Das wirkt auf den ersten Blick bereits sehr überzeugend. Turner als Croft ist athletisch und durchtrainiert: Durch das ikonische Tanktop blitzen die Abs durch und diese Arme werden Lara sicherlich an der nächsten Felskante das Überleben garantieren. Die Brille, die rötlichen Haare, die Strähnchen, der Blick – all das sind Merkmale des ikonischen Designs. Genau wie die knappen Shorts, die Gun Straps und die zwei Pistolen in den Händen. Niemand kann leugnen, dass Turner wie Croft aussieht. Statt Dekonstruktion des Looks versteht Waller-Bridge es, diese elementaren Designentscheidungen als Charakterstärken zu übernehmen. Vordergründig vorgeschobene Debatten um ihr Aussehen, hinter denen sich eigentlich antifeministische Haltungen gegenüber Croft als fähiger Abenteurerin verbergen, werden so klug im Vorhinein entschärft und enttarnt.

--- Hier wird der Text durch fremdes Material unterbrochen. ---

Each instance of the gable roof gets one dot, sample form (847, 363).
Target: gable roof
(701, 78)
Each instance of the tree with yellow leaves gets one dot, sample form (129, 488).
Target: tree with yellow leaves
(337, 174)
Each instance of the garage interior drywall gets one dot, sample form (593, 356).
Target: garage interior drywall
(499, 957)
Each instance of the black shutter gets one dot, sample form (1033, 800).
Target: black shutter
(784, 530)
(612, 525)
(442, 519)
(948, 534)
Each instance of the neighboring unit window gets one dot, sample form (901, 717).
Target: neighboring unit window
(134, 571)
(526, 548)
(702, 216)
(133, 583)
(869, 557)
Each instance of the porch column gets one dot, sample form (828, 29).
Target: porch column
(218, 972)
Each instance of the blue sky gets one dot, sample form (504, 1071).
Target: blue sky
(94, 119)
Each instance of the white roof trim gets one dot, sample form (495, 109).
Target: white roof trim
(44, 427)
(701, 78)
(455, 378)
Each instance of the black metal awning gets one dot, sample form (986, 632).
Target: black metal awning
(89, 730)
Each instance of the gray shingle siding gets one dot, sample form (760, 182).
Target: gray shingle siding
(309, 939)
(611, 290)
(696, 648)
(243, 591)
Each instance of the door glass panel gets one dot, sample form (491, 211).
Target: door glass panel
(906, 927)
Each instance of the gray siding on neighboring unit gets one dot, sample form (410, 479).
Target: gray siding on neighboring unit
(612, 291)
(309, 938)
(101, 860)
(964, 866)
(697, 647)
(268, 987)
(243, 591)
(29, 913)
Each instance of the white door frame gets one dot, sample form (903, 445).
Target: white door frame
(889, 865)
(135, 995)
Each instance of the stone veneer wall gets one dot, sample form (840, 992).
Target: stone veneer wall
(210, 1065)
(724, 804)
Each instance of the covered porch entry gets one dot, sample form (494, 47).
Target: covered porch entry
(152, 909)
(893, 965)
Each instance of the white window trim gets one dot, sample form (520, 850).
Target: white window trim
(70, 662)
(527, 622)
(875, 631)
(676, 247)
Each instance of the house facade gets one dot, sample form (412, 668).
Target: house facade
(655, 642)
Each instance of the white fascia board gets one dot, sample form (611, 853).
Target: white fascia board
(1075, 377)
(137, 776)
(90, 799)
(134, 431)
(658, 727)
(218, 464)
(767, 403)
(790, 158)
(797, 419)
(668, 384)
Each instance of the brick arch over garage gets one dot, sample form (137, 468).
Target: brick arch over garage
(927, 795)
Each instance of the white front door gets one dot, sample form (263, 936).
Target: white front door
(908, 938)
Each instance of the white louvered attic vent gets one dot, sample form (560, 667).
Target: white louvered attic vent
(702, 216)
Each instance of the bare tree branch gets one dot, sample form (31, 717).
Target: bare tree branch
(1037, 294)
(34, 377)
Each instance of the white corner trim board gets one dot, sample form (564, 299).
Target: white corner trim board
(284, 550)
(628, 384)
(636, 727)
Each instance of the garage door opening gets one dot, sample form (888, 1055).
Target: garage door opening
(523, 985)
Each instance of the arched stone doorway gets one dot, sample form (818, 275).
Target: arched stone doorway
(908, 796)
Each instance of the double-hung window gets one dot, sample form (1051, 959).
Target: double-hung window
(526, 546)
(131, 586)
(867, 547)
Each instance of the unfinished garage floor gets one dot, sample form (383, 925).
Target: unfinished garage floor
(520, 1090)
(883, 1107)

Monsterverse fans are eating good: Die AppleTV-Serie Monarch geht in die zweite Runde und der Teaser zur neuen Staffel enthüllt einen mysteriösen neuen Titan X. Ich schätze, dass es hierbei um Legendarys Version von Biollante handelt, bin aber auch kein Kaiju-Experte. Außerdem wird Kong in einer größeren Rolle mit von der Partie sein, nachdem er am Ende der ersten Staffel kurz in einem Cameo angeteasert wurde. Die neuen Folgen sollen die Handlung auch zurück nach Skull Island bringen.

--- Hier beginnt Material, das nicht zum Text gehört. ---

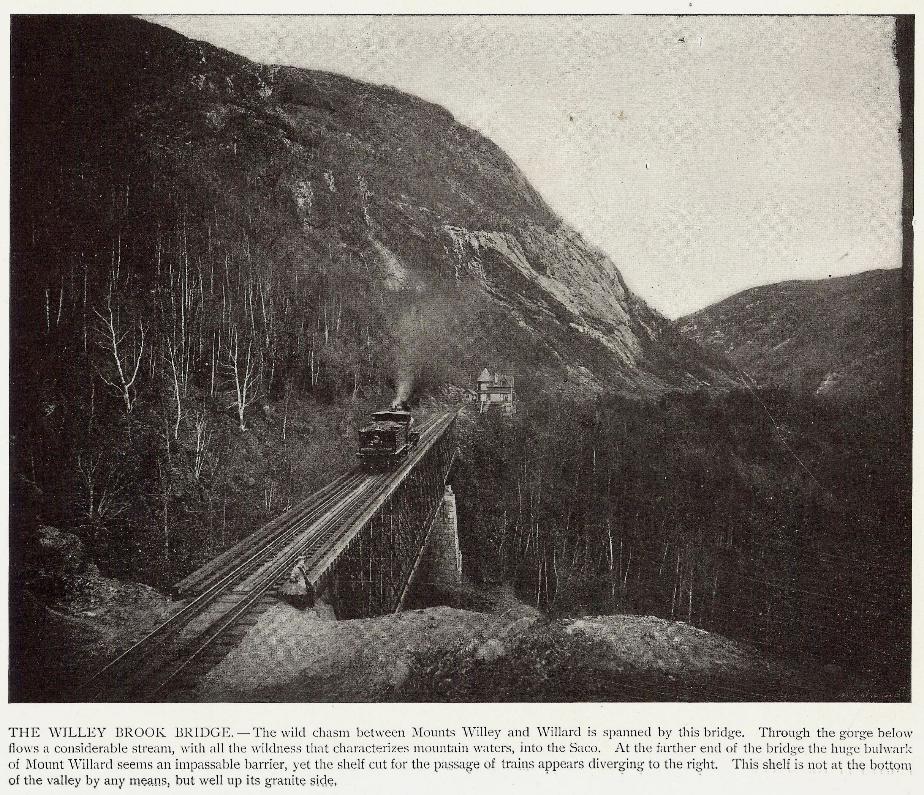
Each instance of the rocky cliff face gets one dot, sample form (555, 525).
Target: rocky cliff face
(322, 173)
(837, 337)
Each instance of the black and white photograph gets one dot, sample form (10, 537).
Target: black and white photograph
(460, 358)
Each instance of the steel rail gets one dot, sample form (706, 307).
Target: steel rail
(337, 499)
(202, 601)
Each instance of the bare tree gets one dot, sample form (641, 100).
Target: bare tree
(126, 354)
(243, 367)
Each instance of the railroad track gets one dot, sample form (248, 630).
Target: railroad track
(228, 596)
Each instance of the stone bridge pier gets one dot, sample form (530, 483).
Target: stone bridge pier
(439, 565)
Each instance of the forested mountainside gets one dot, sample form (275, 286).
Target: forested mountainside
(838, 336)
(203, 246)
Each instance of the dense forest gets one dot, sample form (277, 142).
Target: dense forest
(779, 519)
(218, 268)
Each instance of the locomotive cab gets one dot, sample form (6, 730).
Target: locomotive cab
(388, 437)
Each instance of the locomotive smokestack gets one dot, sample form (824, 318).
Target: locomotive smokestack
(405, 386)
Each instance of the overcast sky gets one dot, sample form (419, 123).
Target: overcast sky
(703, 155)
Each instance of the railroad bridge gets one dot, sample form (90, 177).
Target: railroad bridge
(365, 542)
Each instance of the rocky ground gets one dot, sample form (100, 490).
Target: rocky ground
(478, 646)
(511, 653)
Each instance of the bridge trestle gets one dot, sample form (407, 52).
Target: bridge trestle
(370, 575)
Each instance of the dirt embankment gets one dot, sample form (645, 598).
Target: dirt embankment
(488, 646)
(512, 653)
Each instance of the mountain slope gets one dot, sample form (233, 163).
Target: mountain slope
(129, 132)
(840, 336)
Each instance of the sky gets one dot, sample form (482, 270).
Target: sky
(703, 155)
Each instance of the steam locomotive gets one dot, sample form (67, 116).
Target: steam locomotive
(388, 438)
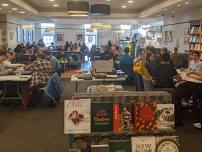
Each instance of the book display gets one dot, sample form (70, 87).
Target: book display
(195, 42)
(121, 122)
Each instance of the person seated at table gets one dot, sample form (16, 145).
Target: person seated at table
(187, 90)
(165, 73)
(176, 59)
(7, 63)
(54, 61)
(150, 62)
(126, 58)
(107, 55)
(41, 72)
(195, 64)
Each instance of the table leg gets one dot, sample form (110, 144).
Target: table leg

Ich bin nach wie vor überrascht, wie stimmig und gut das alles ausschaut. Ich war zwar nie wirklich angefixt von den Figuren und der Handlung, aber das hat sich wirklich gut wegschauen lassen and it looked like a million bucks! Die Godzilla-Szenen, besonders die in der Wüste, zählen zu den besten dieser neuen Filmreihe.

Die unterschiedlichen Zeitebenen und das Casting von Wyatt Russell sowie seinem Vater Kurt als die Hauptfigur, deren Leben so geschickt über Jahrzehnte mit Monarch und den Titanen verwoben wurde, ist auch ein unique selling point der Serie. Man kann sagen, was man will, aber AppleTV bedeutet Qualität und Schauwerte.

Godzilla-Regisseur Gareth Edwards soll auch für die neue Staffel zurückkehren und bei zwei der neuen Folgen Regie geführt haben. Prinzipiell freut mich das für ihn, schließlich zeichnet er sich maßgeblich für den Erfolg des MonsterVerse verantwortlich. Gleichzeitig will ich Edwards aber eigentlich nicht abseits der Kinoleinwand sehen – das darf gern nur ein kleiner, nostalgischer Abstecher bleiben.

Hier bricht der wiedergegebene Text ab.